Por: CARLOS ANDRÉS COTES M.
En las ciudades de Colombia, los homicidios no cesan. No es solo una estadística que crece: es una tragedia diaria que golpea a familias enteras, muchas veces protagonizada por jóvenes que han caído en redes de microtráfico, hurtos o violencia por cuenta de la búsqueda de dinero fácil. El problema no es solo policial. Es estructural, social y profundamente humano. La deserción escolar, la disfunción familiar y la ausencia de oportunidades reales han creado un cóctel que convierte a nuestros barrios más vulnerables en criaderos del crimen.
Muchos padres, sumidos en sus propios vacíos o luchas económicas, no logran contener la espiral que arrastra a sus hijos. A falta de guía, protección o simplemente de tiempo para compartir, los jóvenes crecen entre referentes errados, expuestos a la ley del más fuerte, al narco que presume riqueza que se salvó vendiendo droga. La calle termina educando donde el hogar y la escuela la abandonan.

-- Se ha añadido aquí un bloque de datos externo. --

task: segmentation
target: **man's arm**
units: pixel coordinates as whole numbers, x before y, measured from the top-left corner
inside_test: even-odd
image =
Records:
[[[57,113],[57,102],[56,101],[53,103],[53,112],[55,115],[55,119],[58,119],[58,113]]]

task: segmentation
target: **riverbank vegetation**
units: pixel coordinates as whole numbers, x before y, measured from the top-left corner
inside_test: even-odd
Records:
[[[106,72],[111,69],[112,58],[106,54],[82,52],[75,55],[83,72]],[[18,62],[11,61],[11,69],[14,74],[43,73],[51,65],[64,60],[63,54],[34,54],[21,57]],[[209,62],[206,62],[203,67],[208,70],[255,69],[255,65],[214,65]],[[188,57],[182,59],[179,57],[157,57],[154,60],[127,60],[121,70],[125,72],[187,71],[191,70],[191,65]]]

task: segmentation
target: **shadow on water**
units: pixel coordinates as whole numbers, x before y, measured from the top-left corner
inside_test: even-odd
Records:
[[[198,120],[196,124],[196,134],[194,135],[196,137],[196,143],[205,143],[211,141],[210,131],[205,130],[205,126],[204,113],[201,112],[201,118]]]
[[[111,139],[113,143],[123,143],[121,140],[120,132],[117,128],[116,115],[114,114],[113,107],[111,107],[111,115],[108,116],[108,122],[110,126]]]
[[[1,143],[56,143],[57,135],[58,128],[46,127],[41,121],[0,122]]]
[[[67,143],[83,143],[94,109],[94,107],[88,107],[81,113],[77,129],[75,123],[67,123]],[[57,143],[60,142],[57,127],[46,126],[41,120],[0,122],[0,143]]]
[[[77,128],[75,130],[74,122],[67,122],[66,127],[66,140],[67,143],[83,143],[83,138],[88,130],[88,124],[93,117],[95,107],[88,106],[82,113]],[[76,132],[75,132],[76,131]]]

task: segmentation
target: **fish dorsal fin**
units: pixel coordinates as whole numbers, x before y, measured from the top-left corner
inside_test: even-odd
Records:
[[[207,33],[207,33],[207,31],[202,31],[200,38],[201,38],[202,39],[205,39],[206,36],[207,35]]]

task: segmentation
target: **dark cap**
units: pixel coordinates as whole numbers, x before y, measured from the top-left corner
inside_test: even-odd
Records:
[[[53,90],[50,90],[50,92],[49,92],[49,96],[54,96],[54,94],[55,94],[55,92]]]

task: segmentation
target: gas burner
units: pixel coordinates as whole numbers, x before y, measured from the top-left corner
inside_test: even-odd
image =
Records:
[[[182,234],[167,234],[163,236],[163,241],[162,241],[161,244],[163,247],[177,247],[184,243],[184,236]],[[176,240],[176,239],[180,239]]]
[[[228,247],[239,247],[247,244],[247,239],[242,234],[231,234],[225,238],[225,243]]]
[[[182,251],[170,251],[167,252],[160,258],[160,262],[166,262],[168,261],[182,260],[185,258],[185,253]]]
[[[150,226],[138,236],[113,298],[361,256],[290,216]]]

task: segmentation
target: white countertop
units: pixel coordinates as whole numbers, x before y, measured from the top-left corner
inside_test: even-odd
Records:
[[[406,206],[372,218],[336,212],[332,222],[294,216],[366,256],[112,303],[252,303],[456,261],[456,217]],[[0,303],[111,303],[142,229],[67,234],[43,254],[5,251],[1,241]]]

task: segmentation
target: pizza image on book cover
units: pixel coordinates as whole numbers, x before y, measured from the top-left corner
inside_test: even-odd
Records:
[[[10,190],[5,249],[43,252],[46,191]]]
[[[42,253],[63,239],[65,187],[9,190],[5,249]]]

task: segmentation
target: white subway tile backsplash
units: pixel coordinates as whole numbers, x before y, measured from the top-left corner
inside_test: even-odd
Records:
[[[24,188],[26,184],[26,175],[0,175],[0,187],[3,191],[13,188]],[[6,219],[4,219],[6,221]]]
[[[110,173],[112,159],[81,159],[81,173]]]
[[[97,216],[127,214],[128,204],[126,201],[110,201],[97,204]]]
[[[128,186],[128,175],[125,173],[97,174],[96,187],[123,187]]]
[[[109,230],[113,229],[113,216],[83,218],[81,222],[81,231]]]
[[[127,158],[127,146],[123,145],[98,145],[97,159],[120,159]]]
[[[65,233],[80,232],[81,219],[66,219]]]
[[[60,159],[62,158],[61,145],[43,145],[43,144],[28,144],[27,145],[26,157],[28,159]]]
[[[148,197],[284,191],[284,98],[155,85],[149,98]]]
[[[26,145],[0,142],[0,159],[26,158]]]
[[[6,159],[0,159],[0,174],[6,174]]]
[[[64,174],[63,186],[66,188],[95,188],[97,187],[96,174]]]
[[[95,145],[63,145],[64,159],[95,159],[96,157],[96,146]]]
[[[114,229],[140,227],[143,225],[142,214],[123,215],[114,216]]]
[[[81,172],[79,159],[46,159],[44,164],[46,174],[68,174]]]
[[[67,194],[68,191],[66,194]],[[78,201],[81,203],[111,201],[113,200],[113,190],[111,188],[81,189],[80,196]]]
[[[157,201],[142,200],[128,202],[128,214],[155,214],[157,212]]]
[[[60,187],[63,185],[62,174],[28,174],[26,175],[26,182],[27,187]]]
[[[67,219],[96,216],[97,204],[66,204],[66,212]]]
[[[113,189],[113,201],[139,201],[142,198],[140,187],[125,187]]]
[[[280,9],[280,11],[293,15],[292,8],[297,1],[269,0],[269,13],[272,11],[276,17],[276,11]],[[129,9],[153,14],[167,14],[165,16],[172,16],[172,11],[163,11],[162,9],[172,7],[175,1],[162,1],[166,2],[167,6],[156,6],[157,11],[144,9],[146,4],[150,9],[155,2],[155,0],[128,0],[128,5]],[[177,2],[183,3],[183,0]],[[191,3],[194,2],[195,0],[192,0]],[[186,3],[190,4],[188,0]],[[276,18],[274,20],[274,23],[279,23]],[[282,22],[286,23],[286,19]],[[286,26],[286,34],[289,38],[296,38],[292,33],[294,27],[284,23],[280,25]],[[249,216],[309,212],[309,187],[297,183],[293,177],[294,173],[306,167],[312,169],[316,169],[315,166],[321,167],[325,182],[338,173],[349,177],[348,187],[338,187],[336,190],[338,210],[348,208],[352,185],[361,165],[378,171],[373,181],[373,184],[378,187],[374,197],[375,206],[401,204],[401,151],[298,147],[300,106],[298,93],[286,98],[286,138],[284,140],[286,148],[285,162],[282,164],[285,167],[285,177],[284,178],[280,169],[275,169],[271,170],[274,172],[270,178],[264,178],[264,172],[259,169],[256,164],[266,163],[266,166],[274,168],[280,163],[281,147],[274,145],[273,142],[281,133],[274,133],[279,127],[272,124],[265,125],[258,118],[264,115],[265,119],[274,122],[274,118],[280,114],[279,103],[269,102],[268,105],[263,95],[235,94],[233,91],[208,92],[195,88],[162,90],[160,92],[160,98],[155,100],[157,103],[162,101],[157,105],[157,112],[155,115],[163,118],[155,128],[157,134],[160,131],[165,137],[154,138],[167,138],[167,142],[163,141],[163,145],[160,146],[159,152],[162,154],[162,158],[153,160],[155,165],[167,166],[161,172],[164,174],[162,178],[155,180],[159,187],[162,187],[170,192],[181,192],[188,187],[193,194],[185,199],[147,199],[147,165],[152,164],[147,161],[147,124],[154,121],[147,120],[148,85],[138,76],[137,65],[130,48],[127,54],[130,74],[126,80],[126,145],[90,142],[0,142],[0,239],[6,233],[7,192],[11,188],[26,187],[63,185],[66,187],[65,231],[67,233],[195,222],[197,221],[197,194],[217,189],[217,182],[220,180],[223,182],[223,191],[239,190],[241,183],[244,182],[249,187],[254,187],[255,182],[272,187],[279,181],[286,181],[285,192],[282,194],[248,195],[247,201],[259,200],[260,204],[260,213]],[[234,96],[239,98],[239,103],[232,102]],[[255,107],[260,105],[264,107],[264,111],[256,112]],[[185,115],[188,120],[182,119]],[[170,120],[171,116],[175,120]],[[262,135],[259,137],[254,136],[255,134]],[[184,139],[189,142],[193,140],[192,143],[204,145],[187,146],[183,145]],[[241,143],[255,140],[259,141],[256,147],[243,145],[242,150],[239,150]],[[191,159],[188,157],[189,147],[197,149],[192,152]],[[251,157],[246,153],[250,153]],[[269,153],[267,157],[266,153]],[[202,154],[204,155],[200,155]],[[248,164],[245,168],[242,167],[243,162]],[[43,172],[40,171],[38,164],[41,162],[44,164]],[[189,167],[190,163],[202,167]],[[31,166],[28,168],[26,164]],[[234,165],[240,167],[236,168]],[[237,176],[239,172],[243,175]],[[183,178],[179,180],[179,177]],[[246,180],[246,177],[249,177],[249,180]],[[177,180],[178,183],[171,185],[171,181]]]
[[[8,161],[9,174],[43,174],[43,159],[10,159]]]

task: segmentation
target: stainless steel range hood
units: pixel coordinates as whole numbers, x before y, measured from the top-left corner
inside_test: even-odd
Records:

Tuve la oportunidad de estudiar los modelos de prevención de seguridad ciudadana en Israel, donde desde hace más de 25 años se viene aplicando con éxito una estrategia centrada en el uso constructivo del tiempo libre. Los resultados son fantásticos. Allí entendieron que prevenir el delito empieza mucho antes de que ocurra, y que ocupar de forma sana el tiempo de niños y jóvenes es una de las herramientas más poderosas para alejar la violencia. Incluso, las universidades han desarrollado programas de especialización en “manejo del tiempo libre”, una disciplina profesional que ha logrado reducir de forma significativa la deserción escolar y los índices de criminalidad juvenil. Esta experiencia debería ser replicada y adaptada en Colombia de forma urgente.
Colombia puede aprender de esta experiencia. Actividades como deportes, música, danza, teatro, exploradores (tipo Boy Scouts), lectura, talleres de robótica, clases de cocina, manualidades, clubes de ciencia o espacios de refuerzo escolar no solo mantienen a los niños alejados del crimen. También les devuelven su derecho a ser niños, a vivir su niñez con dignidad y alegría. Un balón, una guitarra, una fogata con amigos o un experimento científico pueden marcar la diferencia entre un destino de cárcel o uno de sueños cumplidos.
Pero esto no lo puede hacer solo el Estado. La acción integral es clave. Instituciones, comunidad, padres, vecinos, líderes sociales, iglesias, fundaciones y voluntariados vecinales deben tomarse los barrios. Es allí donde se ganan o se pierden las batallas por el futuro. Que cada quien, desde su rol, aporte a construir entornos protectores, donde se siembre esperanza y se cultiven talentos.
No basta con castigar el delito; hay que impedir que nazca. Empecemos por valorar el tiempo de nuestros niños y jóvenes. Porque si no lo ocupamos con sentido, otros lo llenarán de violencia. Y el costo, como ya lo vemos, será una juventud perdida.